Regardless of the presence or absence of security risks, employees in many places now carry lots of clout around choosing which smartphones and other gadgets to use, according to a spate of new research.
Information technology (IT) departments still dominate decisions involving traditional desktop PCs. Yet users are wielding much more influence over choices of smartphones, tablets, and notebooks, say results of a survey of 400 IT managers conducted by IDG Research.
Around 66% of respondents said users at their companies are either “making or involved in” decisions around smartphones. Another 52% said the same about netbooks, and 51% about tablets, according to the report, which was commissioned by RSA, the Security Division of EMC.
“Companies are starting to recognize that users will continue to invest in their own mobile devices, regardless of what is issued to them,” noted Michael A. Cuthwaite, CIO for Elysian Group Inc.
Few Incidents, but Security Managers Fret
Still, security managers worry.
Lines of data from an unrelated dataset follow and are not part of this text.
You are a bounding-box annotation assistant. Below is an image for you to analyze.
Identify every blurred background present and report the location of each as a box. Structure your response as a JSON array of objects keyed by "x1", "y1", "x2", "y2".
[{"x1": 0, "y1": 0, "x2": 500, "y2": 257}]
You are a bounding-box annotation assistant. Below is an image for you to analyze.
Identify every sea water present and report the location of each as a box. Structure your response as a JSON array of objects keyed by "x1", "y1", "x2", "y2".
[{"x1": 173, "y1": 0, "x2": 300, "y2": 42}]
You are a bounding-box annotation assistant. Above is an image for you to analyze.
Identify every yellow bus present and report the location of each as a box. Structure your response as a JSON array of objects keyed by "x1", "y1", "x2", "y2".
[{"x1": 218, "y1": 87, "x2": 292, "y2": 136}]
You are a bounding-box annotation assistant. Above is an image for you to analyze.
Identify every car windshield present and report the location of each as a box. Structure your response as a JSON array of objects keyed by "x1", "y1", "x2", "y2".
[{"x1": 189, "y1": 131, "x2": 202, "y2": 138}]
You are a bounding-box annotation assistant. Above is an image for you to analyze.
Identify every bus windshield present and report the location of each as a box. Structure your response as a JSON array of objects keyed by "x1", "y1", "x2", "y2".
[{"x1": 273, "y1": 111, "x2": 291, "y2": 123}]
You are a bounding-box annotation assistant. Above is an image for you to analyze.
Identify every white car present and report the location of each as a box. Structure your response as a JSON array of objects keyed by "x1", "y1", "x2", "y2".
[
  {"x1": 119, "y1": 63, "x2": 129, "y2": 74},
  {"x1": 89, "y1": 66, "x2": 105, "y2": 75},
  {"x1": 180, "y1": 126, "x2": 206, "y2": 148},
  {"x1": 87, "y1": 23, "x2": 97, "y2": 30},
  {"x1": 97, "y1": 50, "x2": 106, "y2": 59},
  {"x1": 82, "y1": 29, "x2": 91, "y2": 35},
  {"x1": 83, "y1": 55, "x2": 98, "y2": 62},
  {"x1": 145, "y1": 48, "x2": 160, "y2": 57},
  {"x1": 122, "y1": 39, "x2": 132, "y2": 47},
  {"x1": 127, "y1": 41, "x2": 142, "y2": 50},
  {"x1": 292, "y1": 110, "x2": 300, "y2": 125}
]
In another survey, done among security pros for the RSA Conference, 93% answered “Yes” when asked whether allowing employees to connect personal mobile devices to the corporate network poses a security threat. However, less than 2% reported a “serious incident” resulting from an employee’s use of a mobile device.
On the other hand, other research suggests that many employees either don’t abide by company security policies or aren’t aware of them. A third survey, conducted by IDC and commissioned by Unisys, found that 96% of employees in the country of New Zealand are using at least one self-purchased device at work.
Employees are bringing in their own phones, netbooks, digital cameras, and video, music, and GPS gadgets, according to an account in the New Zealand Herald.
A total of 53% of the employees in the survey said they could attach personal devices to their workplace networks, whereas only 45% of employers said this was allowable.
Also, 37% of employees said that they thought downloading audio files not related to work was acceptable, but only 25% of employers said this was permissible by their company.